The hospitals in question have just suffered an outbreak of the Conficker Worm - which is a type of virus which replicates itself automatically and can infect machines which are passive as long as they haven't been patched to the latest versions of Windows.

Initially you'd think that Carol are her team were super speedy to respond to the crisis - and they sent out an email to all staff asking them to keep hush if the press came sniffing due to the scale of the problem.

More info here: http://www.theregister.co.uk/2009/01/20/sheffield_conficker/

Then you realise why. Carol's department turned off the updates that would have prevented this from happening. They did this because they caused auto reboots of machines in surgery - which seems like something you wouldn't want - until you understand that they only did that because Carol's IT chaps hadn't configured it correctly.

I'm not an MS engineer. I haven't done all the courses to understand updates and domains etc. But even I know that you can configure a group policy so that some machines reboot and some don't. Or you can configure what time of day they reboot. And if you don't want them rebooting at all then you put a business policy in place to make sure that someone toddles round and power cycles them at a uncritical time.

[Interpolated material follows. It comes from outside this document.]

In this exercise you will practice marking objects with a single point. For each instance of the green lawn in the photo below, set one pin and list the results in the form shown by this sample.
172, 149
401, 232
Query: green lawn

And even if you didn't know that, you would know that if you turn off automatic updates then it's really worth your while checking the list of released updates to ensure that there's no serious vulnerabilities about.

The stupidity and ignorance of these IT managers and directors will have cost the trust hundreds of thousands of pounds, not to mention the the risk patients have been put at.

Thanks for the hard work sending out the email Carol, but your services are no longer needed here.